La microscopia crioelettronica ha aumentato la risoluzione con cui è possibile studiare le molecole (Immagine: Nobelprize.org).
Guardare le biomolecole per scoprirne la funzione
Conoscere la struttura tridimensionale delle biomolecole è il lasciapassare per capire la loro funzione. Questo è vero soprattutto nel caso delle proteine, la cui conformazione 3D è spesso un indizio della loro capacità di interagire con altre proteine o con il DNA, della loro localizzazione all’interno della membrana oppure della capacità di catalizzare reazioni enzimatiche. Questo tipo di indagine è però molto difficile: non solo per le dimensioni delle molecole, dell’ordine dei nanometri, ma anche per la delicatezza con cui i campioni devono essere preparati per evitare artefatti.La lunga strada verso l'imaging 3D delle molecole della vita
Deluso dalla scarsa flessibilità della cristallografia ai raggi-X, Richard Henderson fu tra i primi a testare l’uso del microscopio elettronico per lo studio di una proteina di membrana e nel 1975 pubblicò la ricostruzione della struttura della batteriorodopsina. Un’immagine notevole per quei tempi, ma ancora troppo acerba per svelare la struttura nei minimi dettagli. Nel frattempo, dall’altra parte dell’oceano Joachim Frank stava lavorando da anni a un sistema per ricostruire la struttura 3D di una molecola partendo dalle immagini bidimensionali al microscopio. Dopo anni di tentativi, Frank riuscì a mettere a punto un sistema computazionale in grado di farlo: le prime basi della microscopia crioelettronica erano state poste. I problemi tecnici di lavorazione dei campioni però erano tutt'altro che risolti. E qui entra in gioco Jacques Dubochet che alla fine degli anni Settanta trovò il modo per evitare che i campioni biologici venissero danneggiati quando esposti al vuoto del microscopio elettronico. La soluzione era raffreddare i campioni in modo così veloce da far assumere all'acqua uno stato vetroso. La vitrificazione permetteva di risolvere due problemi: innanzitutto, evitava la formazione di cristalli di ghiaccio, deleteri per le cellule e i tessuti; in secondo luogo, consentiva al fascio di elettroni di attraversare il campione senza intralci e quindi senza creare artefatti difficili da interpretare. Nel 1984, Jacques Dubochet pubblicò finalmente le prime immagini delle sue scoperte: un’affascinante fotografia di diversi virus, la cui forma rotondeggiante o esagonale era ben visibile sullo sfondo uniforme e pulito dell’acqua vitrificata. Da quel momento Dubochet è diventato un punto di riferimento per la microscopia crioelettronica, detta anche cry-EM.

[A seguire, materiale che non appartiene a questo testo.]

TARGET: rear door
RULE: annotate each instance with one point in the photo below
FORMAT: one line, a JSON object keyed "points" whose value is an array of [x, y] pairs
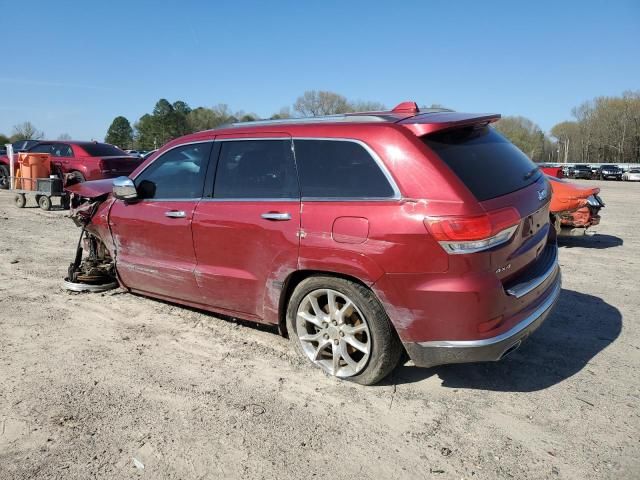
{"points": [[154, 245], [246, 233]]}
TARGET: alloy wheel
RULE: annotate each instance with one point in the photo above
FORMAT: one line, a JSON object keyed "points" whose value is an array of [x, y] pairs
{"points": [[333, 332]]}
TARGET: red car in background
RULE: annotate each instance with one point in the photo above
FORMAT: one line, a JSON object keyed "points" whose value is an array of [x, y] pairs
{"points": [[78, 161], [359, 235]]}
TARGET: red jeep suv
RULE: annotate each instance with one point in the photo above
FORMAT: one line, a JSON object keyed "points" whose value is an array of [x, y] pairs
{"points": [[360, 235]]}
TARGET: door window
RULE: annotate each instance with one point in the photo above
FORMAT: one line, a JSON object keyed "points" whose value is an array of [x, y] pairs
{"points": [[177, 174], [263, 169], [62, 150]]}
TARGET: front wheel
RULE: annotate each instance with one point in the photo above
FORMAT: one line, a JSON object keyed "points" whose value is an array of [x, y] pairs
{"points": [[44, 202], [342, 328], [4, 177]]}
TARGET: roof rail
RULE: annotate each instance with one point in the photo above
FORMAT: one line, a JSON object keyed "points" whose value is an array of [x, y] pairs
{"points": [[319, 119]]}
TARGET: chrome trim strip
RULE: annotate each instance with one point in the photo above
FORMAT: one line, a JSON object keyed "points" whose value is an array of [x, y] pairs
{"points": [[394, 186], [521, 290], [535, 315], [257, 200]]}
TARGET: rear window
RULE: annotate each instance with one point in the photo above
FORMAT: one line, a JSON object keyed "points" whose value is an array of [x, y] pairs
{"points": [[102, 150], [486, 162], [339, 169]]}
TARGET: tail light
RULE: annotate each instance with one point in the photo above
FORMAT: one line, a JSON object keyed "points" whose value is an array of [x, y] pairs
{"points": [[469, 234]]}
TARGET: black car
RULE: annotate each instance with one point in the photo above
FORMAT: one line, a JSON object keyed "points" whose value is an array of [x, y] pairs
{"points": [[610, 172], [23, 145], [580, 171]]}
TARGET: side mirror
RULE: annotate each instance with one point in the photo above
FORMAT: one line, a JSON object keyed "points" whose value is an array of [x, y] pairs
{"points": [[124, 189]]}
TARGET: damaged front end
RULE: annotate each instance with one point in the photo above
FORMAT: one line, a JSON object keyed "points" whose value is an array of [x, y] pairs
{"points": [[575, 208], [93, 268]]}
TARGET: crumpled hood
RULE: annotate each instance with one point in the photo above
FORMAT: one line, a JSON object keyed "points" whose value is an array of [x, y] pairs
{"points": [[92, 189], [567, 196]]}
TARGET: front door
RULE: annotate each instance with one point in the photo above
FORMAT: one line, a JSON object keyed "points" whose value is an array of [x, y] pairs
{"points": [[246, 234], [152, 235]]}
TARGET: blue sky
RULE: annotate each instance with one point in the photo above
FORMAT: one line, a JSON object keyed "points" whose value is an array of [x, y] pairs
{"points": [[74, 66]]}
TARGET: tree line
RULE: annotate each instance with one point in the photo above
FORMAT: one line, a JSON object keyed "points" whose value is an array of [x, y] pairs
{"points": [[605, 129], [171, 120]]}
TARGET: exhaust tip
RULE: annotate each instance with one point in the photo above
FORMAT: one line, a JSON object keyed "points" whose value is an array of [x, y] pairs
{"points": [[511, 349]]}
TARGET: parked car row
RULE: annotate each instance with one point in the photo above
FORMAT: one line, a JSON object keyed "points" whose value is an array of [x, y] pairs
{"points": [[74, 161], [575, 208], [363, 238]]}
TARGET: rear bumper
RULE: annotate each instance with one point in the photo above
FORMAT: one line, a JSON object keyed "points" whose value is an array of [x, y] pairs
{"points": [[439, 352]]}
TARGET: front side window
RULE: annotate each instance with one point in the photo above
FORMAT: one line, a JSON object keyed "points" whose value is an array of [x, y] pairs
{"points": [[177, 174], [261, 169], [62, 150], [102, 150], [339, 169], [486, 162]]}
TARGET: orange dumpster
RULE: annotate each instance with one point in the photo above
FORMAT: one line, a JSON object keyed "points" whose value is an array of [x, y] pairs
{"points": [[32, 167]]}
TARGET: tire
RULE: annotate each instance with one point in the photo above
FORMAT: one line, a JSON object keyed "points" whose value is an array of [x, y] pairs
{"points": [[364, 324], [44, 202], [20, 200], [4, 177]]}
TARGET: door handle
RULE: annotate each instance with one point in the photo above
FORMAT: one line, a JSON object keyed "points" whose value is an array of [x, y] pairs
{"points": [[175, 214], [276, 217]]}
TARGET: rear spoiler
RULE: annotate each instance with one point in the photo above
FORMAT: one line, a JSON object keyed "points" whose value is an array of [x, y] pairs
{"points": [[423, 124]]}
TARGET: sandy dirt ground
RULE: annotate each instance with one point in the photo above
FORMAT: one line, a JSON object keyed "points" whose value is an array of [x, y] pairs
{"points": [[119, 386]]}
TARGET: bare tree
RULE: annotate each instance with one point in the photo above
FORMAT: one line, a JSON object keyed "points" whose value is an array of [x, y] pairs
{"points": [[319, 102], [26, 131]]}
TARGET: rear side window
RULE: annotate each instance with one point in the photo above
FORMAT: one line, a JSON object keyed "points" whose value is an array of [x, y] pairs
{"points": [[487, 163], [102, 150], [339, 169], [256, 169]]}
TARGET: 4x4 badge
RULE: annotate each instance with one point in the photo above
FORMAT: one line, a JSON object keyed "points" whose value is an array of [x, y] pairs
{"points": [[542, 194]]}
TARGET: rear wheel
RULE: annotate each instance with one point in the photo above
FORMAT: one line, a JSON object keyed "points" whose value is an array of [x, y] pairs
{"points": [[342, 328], [75, 177], [44, 202], [4, 177]]}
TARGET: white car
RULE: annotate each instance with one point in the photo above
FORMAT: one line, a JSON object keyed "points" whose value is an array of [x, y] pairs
{"points": [[632, 175]]}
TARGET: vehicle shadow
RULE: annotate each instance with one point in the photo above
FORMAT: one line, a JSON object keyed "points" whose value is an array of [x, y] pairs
{"points": [[579, 328], [598, 241]]}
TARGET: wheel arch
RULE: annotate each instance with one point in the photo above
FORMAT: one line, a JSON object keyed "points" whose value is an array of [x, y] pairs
{"points": [[295, 278]]}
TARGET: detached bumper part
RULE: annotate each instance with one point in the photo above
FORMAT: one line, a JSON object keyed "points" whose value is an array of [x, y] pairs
{"points": [[440, 352]]}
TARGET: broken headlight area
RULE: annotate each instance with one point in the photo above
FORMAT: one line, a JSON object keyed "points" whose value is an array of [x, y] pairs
{"points": [[82, 209], [94, 269]]}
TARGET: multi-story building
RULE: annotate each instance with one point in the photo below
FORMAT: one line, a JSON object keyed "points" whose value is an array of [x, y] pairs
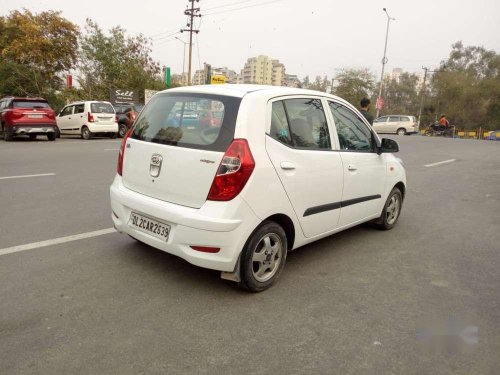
{"points": [[263, 71]]}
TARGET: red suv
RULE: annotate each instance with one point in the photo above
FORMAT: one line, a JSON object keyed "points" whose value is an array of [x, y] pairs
{"points": [[27, 116]]}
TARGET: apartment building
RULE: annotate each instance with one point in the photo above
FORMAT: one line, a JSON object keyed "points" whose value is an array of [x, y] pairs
{"points": [[263, 70]]}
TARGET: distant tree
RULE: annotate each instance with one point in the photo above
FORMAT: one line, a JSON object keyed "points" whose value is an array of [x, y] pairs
{"points": [[35, 50], [354, 85], [115, 60]]}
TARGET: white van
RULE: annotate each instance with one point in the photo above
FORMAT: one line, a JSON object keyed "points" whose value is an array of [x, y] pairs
{"points": [[88, 119], [282, 168]]}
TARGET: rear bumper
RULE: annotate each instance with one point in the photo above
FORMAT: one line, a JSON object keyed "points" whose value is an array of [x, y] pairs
{"points": [[103, 128], [20, 129], [225, 225]]}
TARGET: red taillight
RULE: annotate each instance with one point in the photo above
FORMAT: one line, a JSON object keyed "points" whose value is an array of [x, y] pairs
{"points": [[119, 167], [234, 171], [206, 249]]}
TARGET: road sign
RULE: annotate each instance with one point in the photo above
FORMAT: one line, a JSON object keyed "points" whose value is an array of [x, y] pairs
{"points": [[216, 80]]}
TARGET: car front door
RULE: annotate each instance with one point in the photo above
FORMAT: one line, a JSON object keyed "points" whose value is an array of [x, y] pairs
{"points": [[364, 169], [300, 148], [78, 118], [64, 119], [380, 125]]}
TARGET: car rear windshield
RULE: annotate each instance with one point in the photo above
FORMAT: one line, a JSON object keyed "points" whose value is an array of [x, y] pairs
{"points": [[183, 120], [30, 104], [101, 108]]}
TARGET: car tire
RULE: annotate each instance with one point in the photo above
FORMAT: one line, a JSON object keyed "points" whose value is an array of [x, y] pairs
{"points": [[391, 212], [263, 257], [122, 130], [86, 133]]}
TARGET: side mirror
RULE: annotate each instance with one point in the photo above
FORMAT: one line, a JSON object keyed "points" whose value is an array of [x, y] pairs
{"points": [[389, 145]]}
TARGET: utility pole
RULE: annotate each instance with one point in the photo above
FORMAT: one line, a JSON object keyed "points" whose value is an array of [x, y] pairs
{"points": [[384, 61], [422, 95], [192, 13]]}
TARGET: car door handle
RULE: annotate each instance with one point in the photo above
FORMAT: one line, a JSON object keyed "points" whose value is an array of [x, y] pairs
{"points": [[286, 165]]}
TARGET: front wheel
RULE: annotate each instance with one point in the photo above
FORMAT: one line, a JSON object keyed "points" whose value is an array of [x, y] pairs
{"points": [[86, 133], [392, 210], [263, 257]]}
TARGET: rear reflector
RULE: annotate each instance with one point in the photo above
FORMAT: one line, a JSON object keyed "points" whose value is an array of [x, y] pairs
{"points": [[206, 249]]}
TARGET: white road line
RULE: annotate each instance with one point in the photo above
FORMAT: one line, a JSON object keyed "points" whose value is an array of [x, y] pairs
{"points": [[27, 176], [440, 162], [56, 241]]}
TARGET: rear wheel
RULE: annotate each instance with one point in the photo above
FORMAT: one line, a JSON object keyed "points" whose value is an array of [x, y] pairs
{"points": [[392, 209], [86, 133], [263, 257]]}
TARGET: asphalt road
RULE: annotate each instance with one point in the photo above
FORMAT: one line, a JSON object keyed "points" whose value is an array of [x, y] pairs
{"points": [[358, 302]]}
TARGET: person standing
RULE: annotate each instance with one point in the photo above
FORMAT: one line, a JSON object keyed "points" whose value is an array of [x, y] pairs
{"points": [[365, 107]]}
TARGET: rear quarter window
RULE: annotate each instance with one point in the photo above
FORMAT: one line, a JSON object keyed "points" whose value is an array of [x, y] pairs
{"points": [[183, 120], [101, 108]]}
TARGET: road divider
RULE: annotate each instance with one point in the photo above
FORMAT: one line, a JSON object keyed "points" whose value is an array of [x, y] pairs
{"points": [[27, 176], [440, 162], [56, 241]]}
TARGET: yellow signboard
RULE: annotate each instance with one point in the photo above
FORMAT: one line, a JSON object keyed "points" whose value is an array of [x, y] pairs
{"points": [[216, 80]]}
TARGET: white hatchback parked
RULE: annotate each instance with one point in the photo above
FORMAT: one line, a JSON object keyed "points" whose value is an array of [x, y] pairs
{"points": [[283, 168], [88, 119]]}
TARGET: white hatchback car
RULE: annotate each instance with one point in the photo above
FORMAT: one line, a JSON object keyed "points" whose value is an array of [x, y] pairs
{"points": [[396, 124], [285, 167], [88, 119]]}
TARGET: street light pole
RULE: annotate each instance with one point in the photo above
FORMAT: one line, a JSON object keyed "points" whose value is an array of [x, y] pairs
{"points": [[183, 57], [384, 61]]}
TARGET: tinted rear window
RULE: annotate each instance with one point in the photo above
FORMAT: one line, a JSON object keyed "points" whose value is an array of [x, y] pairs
{"points": [[30, 104], [101, 108], [182, 120]]}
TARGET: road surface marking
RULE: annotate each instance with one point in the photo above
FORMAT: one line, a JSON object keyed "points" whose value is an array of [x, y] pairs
{"points": [[440, 162], [27, 176], [56, 241]]}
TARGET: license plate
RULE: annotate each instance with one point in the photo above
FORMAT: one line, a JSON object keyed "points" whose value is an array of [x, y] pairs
{"points": [[150, 226]]}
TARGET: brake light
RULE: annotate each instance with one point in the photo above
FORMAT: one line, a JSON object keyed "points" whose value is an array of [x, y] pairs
{"points": [[119, 167], [234, 171]]}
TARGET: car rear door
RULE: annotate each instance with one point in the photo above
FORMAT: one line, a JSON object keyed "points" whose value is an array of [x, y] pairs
{"points": [[64, 119], [175, 163], [300, 148], [364, 170]]}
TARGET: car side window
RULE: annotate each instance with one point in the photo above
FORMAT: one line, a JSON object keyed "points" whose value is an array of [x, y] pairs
{"points": [[279, 124], [307, 122], [353, 134], [79, 108], [67, 111]]}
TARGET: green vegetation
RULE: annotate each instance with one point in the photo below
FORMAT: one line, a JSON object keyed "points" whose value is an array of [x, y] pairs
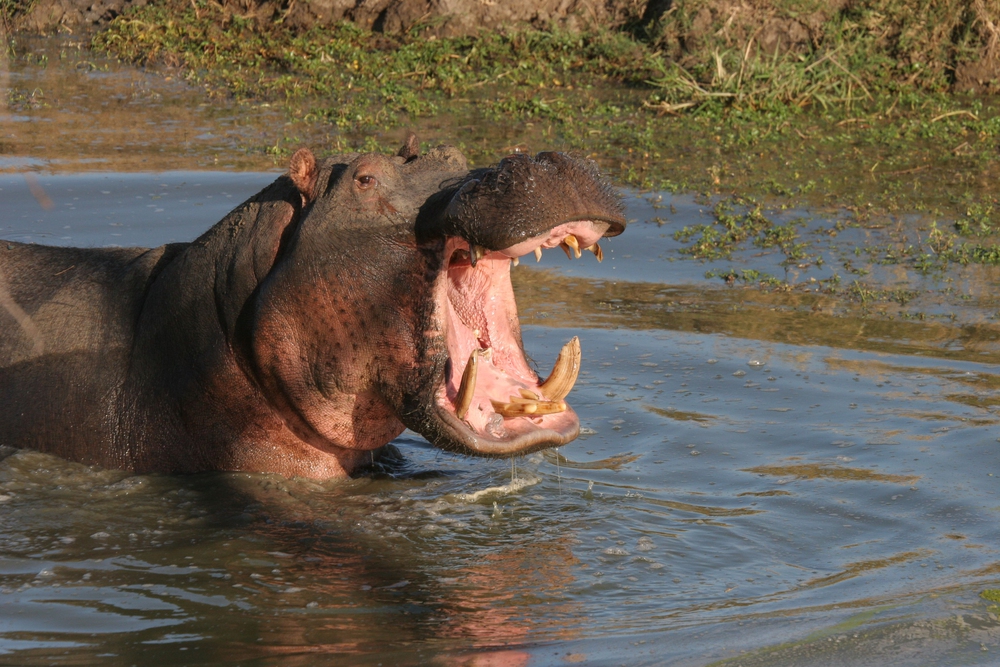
{"points": [[854, 113]]}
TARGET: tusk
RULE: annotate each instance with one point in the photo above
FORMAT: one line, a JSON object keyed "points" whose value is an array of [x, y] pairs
{"points": [[596, 249], [468, 386], [571, 241], [475, 253], [534, 409], [564, 373]]}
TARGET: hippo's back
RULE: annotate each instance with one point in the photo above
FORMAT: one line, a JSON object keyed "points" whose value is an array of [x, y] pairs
{"points": [[67, 319]]}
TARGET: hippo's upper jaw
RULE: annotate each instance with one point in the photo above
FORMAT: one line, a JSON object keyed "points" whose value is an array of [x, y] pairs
{"points": [[488, 401]]}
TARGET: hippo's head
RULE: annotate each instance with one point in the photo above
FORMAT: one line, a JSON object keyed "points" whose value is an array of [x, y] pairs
{"points": [[390, 301]]}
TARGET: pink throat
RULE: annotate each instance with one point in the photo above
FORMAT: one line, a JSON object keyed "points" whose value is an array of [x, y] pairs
{"points": [[480, 317]]}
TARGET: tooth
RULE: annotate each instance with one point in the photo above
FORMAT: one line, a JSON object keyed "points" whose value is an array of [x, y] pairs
{"points": [[564, 373], [533, 409], [596, 249], [514, 409], [571, 241], [475, 253], [468, 386]]}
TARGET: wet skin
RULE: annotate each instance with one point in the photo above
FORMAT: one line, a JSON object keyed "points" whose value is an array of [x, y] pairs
{"points": [[349, 299]]}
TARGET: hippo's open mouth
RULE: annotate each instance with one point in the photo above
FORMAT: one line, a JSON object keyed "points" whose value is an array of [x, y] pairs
{"points": [[490, 400]]}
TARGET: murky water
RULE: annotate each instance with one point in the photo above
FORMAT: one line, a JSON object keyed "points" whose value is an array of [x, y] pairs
{"points": [[760, 481]]}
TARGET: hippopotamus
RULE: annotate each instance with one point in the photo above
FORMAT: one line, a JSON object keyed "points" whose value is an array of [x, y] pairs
{"points": [[353, 297]]}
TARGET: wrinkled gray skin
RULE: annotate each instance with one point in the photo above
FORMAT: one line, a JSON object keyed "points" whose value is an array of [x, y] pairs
{"points": [[297, 335]]}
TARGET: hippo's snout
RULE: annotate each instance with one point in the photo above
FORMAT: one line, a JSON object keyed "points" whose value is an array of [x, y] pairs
{"points": [[489, 400]]}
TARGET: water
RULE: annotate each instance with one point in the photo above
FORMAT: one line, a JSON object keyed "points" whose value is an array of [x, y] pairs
{"points": [[758, 482]]}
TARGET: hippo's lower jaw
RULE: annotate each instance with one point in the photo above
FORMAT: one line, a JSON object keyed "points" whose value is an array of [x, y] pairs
{"points": [[489, 401]]}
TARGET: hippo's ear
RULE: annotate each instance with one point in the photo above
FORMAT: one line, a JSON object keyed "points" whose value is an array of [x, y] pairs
{"points": [[411, 149], [302, 171]]}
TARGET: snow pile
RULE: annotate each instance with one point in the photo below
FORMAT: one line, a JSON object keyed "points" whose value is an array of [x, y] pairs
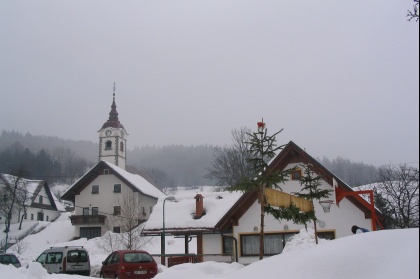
{"points": [[303, 240], [205, 270]]}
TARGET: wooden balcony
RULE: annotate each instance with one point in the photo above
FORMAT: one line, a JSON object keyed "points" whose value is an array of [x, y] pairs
{"points": [[87, 219]]}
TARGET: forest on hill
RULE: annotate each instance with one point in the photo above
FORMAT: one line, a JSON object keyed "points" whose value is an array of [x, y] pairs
{"points": [[64, 161]]}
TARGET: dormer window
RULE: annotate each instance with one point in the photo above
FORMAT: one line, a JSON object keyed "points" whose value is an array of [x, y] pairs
{"points": [[297, 174], [108, 145], [95, 189]]}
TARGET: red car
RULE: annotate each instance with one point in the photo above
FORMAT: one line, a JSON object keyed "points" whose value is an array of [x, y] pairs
{"points": [[128, 264]]}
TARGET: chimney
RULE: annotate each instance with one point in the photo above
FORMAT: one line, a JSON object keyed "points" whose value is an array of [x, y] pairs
{"points": [[199, 206]]}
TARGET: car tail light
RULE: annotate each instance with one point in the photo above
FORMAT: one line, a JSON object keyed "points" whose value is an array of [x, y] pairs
{"points": [[65, 264]]}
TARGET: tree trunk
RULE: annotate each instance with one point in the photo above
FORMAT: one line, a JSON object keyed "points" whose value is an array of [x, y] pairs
{"points": [[262, 202]]}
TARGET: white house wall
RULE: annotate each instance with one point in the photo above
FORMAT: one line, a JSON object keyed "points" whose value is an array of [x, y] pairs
{"points": [[213, 247], [106, 199]]}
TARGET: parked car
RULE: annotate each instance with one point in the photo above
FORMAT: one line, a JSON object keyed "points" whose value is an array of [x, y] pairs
{"points": [[68, 259], [124, 264], [9, 259]]}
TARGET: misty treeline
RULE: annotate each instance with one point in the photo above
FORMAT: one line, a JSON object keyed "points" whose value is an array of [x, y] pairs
{"points": [[63, 161]]}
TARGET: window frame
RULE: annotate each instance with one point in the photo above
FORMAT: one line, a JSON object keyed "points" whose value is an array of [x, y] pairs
{"points": [[283, 240], [296, 174], [117, 210], [95, 190], [116, 188], [95, 211], [108, 145]]}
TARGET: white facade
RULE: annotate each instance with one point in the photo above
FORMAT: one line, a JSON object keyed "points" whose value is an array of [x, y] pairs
{"points": [[108, 198], [41, 204]]}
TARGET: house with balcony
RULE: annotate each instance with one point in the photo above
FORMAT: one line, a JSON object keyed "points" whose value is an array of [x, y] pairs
{"points": [[108, 197], [34, 200]]}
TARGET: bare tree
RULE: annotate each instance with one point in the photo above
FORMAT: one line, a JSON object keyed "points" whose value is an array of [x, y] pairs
{"points": [[20, 246], [129, 221], [399, 186], [414, 14], [232, 163]]}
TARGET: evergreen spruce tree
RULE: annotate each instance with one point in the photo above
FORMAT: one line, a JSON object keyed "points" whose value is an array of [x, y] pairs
{"points": [[263, 148]]}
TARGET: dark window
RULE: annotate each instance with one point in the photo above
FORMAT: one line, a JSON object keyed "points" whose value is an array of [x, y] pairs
{"points": [[77, 256], [90, 233], [108, 145], [273, 243], [227, 245], [117, 210], [137, 258], [117, 188], [95, 189], [330, 235], [95, 211], [296, 174]]}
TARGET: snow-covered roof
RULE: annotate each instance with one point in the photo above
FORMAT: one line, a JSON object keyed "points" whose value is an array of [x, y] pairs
{"points": [[179, 214], [134, 180], [137, 181], [32, 189]]}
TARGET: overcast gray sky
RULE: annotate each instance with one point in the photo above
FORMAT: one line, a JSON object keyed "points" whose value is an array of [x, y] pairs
{"points": [[341, 77]]}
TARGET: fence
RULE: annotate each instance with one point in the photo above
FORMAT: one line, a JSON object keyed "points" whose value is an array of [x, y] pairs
{"points": [[175, 259]]}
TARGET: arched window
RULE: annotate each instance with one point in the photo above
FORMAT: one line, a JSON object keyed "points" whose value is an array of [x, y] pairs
{"points": [[108, 145]]}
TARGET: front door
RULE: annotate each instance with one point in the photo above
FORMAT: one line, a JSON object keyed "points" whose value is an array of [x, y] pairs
{"points": [[40, 216]]}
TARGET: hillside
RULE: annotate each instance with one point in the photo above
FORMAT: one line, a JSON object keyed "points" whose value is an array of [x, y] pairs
{"points": [[170, 165]]}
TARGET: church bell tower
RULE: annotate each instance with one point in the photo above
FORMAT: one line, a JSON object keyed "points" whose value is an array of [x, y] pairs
{"points": [[113, 139]]}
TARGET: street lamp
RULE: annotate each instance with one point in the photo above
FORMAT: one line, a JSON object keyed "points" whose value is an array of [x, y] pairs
{"points": [[162, 244]]}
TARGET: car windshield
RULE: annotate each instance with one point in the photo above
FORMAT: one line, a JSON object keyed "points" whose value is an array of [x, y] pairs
{"points": [[77, 256], [8, 259], [54, 257], [41, 258], [137, 258]]}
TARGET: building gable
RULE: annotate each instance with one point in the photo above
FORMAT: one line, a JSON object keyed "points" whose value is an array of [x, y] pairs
{"points": [[292, 154]]}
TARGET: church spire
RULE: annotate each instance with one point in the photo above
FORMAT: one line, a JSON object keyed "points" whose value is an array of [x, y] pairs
{"points": [[113, 120]]}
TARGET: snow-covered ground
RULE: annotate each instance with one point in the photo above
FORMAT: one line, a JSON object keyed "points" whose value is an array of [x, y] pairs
{"points": [[381, 255]]}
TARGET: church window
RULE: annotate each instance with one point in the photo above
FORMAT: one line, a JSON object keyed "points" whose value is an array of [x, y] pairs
{"points": [[108, 145], [95, 189]]}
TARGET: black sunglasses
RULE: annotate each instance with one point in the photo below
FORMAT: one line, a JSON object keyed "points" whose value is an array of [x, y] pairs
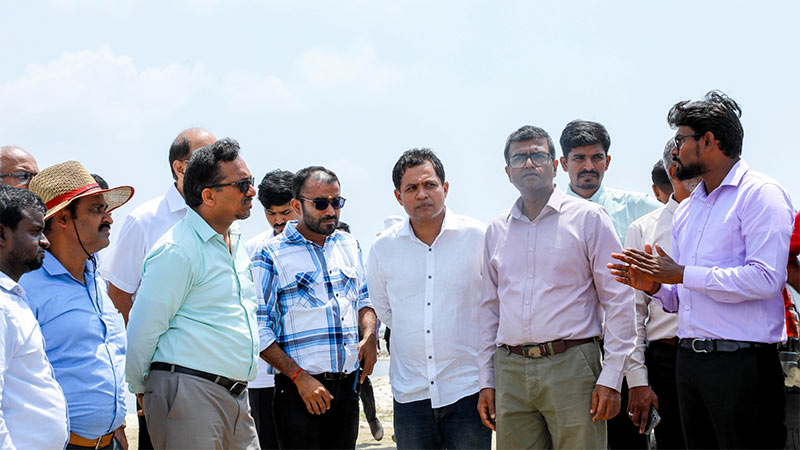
{"points": [[244, 184], [321, 204]]}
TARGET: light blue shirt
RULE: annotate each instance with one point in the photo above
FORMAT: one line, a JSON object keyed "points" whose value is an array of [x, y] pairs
{"points": [[84, 341], [624, 207], [196, 306]]}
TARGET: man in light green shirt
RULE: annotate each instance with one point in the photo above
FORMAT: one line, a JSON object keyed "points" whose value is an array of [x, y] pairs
{"points": [[193, 323]]}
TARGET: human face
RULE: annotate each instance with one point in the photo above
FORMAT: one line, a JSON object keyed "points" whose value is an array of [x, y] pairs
{"points": [[422, 193], [317, 222], [27, 242], [93, 222], [687, 155], [586, 167], [229, 202], [278, 215], [530, 179]]}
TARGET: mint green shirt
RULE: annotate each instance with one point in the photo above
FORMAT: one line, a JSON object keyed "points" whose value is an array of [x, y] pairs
{"points": [[624, 207], [196, 306]]}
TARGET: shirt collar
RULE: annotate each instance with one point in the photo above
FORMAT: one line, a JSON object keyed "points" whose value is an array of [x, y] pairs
{"points": [[174, 199]]}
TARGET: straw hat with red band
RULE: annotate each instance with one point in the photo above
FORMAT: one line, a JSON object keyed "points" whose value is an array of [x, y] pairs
{"points": [[60, 184]]}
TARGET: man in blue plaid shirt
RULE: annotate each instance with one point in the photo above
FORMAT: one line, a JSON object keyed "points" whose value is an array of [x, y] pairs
{"points": [[315, 319]]}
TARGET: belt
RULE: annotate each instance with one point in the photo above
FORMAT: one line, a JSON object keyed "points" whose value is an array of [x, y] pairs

Alcune delle proteine di cui la microscopia crioelettronica ha permesso di identificare la struttura: (a) uno dei complessi proteici che regola il ritmo circadiano, (b) un sensore di pressione dell'apparato uditivo, (c) il virus Zika (Immagine: Nobelprize.org).
Indagini biochimiche a tempo di record
Le ricadute pratiche più importanti della cry-EM sono oggi sotto gli occhi di tutta la comunità scientifica: aumentare la qualità dell’imaging molecolare permette infatti di accelerare i tempi delle indagini biochimiche e di indirizzare la ricerca verso gli obiettivi più promettenti. Un esempio di queste applicazioni arriva dal virus Zika, che nel 2016 ha causato in Brasile una grave epidemia di encefalopatia nei neonati. Appena pochi mesi dopo l'aggravarsi dell'epidemia, grazie alla microscopia crioelettronica i ricercatori hanno ricostruito in dettaglio la struttura 3D del virus Zika e hanno identificato a tempo di record i bersagli molecolari da colpire con nuovi farmaci.
Per chi volesse sapere qualcosa di più sulle tappe che hanno portato allo sviluppo della microscopia crioelettronica, sul sito Nobelprize.org è disponibile un file di approfondimento, scaricabile liberamente da questo link.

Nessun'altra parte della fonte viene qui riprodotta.